As an anti aircraft gunner in World War II he was discharged for health reasons where he was dispatched to be a forestry worker in England. Throughout all these years the young Edwin Harrold was acquiring skills and knowledge which would allow a legacy to be created.
Returning to Orkney he went to live in the cottage of Bankburn which had been uninhabited since 1940. It was here that he was to develop a valley of arboreal splendour in the islands.
The Ministry of Works (now Historic Environment Scotland) had only been set up and Orkney with its abundance of archaeological remains ensured a man of Edwin’s skills found employment with them. Indeed he was to work for the Ministry until his retirement in 1972.
Bankburn, nestled in its valley, had but an elderberry and a bit of a wall when Edwin moved in. The cottage had no mains services which was no deterrent to him. Edwin altered the route of the Russadale burn which meandered through the grounds, built a dam and a miniature hydro system. A 12V dynamo fed into a heavy duty battery giving him the electricity needed for his means.
Starting with a shelter belt of elderberry then sycamores over the decades Edwin Harrold added more trees : 3 sorts of oak, lime, Japanese cedar, beech, copper beech, ash, holly, cherry, apple, willows, rowan,whitebeam, elm, yew and a monkey puzzle tree.
The shelter of the valley allowed the trees to grow and flourish. The burn meanders its way through the woodland and wild flowers abound.
There are many stories of this amazing man with his pet ‘Rookie’ which would fly behind him as he cycled down the track to catch the bus into the town.

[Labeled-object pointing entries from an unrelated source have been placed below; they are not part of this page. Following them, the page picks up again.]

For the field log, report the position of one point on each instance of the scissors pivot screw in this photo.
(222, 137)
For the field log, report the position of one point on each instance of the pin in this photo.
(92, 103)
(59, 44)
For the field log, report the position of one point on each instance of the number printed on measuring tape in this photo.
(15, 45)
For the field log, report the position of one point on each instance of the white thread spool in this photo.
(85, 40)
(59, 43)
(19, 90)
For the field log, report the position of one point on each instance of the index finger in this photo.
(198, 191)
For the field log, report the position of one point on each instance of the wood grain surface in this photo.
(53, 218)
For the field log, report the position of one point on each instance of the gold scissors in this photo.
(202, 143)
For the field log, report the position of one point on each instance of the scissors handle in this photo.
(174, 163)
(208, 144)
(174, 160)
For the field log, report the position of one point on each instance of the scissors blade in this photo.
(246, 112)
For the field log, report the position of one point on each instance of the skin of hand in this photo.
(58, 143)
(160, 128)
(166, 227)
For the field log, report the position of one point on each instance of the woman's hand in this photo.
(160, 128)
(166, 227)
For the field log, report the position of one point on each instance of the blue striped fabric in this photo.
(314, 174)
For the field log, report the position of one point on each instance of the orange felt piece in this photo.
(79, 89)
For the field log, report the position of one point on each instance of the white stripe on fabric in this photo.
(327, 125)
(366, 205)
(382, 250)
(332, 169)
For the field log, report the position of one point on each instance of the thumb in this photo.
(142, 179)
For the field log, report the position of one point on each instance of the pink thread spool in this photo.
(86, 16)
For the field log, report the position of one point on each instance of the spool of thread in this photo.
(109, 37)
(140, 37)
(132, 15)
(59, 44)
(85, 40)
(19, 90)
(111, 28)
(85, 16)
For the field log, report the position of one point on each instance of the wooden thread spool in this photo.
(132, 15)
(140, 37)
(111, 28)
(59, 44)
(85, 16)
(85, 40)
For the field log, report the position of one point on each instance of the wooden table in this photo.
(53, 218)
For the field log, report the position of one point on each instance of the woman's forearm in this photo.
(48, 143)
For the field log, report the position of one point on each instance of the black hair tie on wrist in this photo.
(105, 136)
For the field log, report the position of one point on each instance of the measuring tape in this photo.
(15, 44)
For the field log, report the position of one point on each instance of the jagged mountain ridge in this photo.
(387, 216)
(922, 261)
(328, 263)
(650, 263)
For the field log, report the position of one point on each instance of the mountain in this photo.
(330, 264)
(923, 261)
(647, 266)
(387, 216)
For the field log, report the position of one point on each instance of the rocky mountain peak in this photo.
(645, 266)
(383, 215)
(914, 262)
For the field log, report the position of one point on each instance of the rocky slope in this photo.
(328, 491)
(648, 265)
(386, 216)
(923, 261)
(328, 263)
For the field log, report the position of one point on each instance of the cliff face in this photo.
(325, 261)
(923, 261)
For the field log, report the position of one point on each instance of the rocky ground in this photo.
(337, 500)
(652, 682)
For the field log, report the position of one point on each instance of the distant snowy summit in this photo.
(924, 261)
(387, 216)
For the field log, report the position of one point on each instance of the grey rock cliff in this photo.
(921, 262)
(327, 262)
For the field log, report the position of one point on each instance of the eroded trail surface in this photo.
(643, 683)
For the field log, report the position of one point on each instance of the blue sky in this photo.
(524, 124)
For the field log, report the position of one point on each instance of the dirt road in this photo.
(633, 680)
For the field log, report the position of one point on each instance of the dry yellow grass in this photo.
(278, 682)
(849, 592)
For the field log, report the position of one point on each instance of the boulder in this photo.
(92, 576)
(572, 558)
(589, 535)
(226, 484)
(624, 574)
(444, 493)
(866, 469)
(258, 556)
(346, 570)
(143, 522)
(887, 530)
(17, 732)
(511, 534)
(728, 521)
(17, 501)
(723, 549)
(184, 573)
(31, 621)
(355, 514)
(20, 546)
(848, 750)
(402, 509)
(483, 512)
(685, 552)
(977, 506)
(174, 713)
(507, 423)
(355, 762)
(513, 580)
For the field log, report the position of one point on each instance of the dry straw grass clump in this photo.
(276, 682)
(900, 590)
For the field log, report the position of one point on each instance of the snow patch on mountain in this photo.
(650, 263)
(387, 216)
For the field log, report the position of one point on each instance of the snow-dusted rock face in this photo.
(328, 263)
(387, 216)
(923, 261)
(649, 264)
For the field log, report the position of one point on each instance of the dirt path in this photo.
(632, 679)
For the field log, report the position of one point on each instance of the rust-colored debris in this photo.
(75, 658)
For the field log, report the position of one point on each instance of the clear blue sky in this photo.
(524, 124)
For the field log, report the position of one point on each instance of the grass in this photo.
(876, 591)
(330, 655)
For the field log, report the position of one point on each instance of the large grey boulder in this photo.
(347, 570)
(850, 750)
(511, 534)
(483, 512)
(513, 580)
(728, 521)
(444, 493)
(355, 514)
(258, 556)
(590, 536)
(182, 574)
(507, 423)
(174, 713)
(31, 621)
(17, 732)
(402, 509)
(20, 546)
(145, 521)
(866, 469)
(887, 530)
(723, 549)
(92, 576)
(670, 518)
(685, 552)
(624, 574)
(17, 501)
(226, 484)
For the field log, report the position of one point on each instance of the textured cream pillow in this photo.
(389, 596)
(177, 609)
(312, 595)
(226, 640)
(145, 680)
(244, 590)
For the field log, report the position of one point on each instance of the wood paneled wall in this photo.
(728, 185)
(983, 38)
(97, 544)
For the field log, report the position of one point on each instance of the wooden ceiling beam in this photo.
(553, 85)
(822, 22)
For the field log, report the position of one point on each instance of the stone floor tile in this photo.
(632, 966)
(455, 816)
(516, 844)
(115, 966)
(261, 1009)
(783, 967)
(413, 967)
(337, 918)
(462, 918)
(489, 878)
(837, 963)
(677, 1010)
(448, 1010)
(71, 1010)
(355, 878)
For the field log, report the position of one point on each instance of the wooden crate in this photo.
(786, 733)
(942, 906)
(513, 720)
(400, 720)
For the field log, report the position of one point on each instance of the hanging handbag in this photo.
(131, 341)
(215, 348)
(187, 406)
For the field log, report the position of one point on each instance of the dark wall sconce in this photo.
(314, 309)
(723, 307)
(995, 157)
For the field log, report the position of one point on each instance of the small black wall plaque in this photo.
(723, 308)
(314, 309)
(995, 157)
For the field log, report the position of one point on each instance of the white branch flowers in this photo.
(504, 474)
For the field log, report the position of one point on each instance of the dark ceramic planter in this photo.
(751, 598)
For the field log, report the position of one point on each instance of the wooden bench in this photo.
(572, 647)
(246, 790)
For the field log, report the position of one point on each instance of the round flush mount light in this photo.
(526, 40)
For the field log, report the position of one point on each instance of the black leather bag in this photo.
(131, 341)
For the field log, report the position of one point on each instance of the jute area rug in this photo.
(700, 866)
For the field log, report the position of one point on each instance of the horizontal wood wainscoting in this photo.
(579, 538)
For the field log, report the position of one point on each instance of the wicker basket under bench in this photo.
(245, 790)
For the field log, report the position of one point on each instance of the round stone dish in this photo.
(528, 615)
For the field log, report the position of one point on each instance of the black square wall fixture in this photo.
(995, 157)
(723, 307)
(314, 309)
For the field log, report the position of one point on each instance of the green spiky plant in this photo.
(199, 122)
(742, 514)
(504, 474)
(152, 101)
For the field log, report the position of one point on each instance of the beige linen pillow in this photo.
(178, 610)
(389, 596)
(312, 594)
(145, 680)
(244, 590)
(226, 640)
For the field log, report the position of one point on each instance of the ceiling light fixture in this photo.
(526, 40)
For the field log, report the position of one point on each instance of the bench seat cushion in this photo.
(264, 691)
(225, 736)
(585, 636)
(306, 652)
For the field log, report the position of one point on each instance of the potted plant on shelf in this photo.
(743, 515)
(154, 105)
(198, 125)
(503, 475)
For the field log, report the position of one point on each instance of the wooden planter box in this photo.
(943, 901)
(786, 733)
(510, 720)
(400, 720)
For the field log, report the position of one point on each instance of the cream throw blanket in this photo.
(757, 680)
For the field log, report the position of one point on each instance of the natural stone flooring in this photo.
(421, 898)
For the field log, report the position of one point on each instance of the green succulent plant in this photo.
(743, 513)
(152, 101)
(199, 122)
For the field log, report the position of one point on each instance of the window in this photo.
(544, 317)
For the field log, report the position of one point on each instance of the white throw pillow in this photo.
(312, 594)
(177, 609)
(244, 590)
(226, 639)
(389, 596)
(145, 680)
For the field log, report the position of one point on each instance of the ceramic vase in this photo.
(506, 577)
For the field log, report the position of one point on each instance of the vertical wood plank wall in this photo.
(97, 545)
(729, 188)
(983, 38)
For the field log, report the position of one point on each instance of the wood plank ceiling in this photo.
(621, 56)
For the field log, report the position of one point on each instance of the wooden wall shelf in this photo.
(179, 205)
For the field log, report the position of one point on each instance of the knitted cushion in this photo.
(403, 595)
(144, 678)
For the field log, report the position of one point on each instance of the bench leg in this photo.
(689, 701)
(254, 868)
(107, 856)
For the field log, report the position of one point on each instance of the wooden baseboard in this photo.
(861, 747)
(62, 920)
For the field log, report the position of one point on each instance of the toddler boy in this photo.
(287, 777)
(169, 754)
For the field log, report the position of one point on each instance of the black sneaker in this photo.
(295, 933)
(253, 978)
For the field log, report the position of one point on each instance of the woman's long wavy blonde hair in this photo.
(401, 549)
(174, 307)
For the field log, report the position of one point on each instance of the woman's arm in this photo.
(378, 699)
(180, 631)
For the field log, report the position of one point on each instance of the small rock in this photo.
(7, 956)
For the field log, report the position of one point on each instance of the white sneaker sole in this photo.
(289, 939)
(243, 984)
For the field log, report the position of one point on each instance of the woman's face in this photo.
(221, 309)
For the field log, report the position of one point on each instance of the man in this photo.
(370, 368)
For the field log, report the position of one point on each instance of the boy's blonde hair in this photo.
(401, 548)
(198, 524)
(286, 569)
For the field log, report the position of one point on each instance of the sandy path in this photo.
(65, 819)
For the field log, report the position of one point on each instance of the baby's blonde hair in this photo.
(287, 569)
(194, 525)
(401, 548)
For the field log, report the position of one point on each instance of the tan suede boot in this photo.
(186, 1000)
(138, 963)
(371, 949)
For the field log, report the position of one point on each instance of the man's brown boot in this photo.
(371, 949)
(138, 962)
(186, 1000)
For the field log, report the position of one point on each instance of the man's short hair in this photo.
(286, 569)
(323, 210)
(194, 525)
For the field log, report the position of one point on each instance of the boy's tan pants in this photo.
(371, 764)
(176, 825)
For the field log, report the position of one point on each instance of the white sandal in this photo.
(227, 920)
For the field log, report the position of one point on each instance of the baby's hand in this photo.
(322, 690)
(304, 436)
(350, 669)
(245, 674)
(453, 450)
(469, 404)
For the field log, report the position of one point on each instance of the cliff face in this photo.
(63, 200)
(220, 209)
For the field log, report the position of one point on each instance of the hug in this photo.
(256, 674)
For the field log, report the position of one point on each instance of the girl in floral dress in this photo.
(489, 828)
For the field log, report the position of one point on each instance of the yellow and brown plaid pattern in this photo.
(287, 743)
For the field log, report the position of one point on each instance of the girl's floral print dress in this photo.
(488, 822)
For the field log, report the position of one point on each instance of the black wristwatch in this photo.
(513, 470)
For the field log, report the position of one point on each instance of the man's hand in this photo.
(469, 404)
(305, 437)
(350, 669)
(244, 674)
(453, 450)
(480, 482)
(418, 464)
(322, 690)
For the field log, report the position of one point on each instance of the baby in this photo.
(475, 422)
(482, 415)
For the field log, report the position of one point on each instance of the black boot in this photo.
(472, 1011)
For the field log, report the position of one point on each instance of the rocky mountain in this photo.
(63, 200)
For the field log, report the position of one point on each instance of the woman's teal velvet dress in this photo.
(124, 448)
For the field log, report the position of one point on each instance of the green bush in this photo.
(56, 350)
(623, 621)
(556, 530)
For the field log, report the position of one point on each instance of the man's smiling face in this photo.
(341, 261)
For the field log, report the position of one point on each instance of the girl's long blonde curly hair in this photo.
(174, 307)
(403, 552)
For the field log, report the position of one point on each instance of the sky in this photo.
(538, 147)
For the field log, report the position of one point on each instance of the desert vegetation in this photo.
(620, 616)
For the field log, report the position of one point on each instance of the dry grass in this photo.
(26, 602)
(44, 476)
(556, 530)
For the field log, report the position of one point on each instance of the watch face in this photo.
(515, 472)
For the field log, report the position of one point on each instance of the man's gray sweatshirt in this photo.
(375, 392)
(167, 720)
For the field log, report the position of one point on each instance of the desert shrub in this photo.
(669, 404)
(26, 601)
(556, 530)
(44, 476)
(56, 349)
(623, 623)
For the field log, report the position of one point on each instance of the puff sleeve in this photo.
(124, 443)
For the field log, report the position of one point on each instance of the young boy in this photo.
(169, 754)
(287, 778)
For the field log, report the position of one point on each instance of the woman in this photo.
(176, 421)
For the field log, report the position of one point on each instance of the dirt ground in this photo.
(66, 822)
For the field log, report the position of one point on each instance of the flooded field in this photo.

Edwin died in 2005 aged 98 and concern grew as to what would happen to the woodland he had planted where he had welcomed any who wished to visit and enjoy what he had created. For a time it lay uncared for but eventually was sold to the council along with 4 fields by Professor Isbister as he wished it to be used for the benefit of the public and not fall into private hands. It is now maintained and cared for by the Friends of Happy Valley, a charitable organisation. The house which had fallen into disrepair since Edwin’s death has been made wind and water tight. The Friends have planted hundreds of more trees in newly acquired adjacent fields.
Edwin Harrold was buried in a coffin he acquired from the Director of Venus Peter, Ian Sellar. It had been used in the film and kept by Edwin in his toolshed where he would amuse himself and visitors by climbing into it commenting that it was maybe a tight fit at the shoulders.
Today Happy Valley is abundant in a diversity of flora and fauna. A haven for wildlife and still welcoming young and old alike who delight in the treasures it holds within it.
Interviewed by Eddie Oldfield in 1989 for ‘The Orcadian’, the modest Edwin said:
“I just feel I am getting the good out of it now. I’m satisfied the way it has gone.”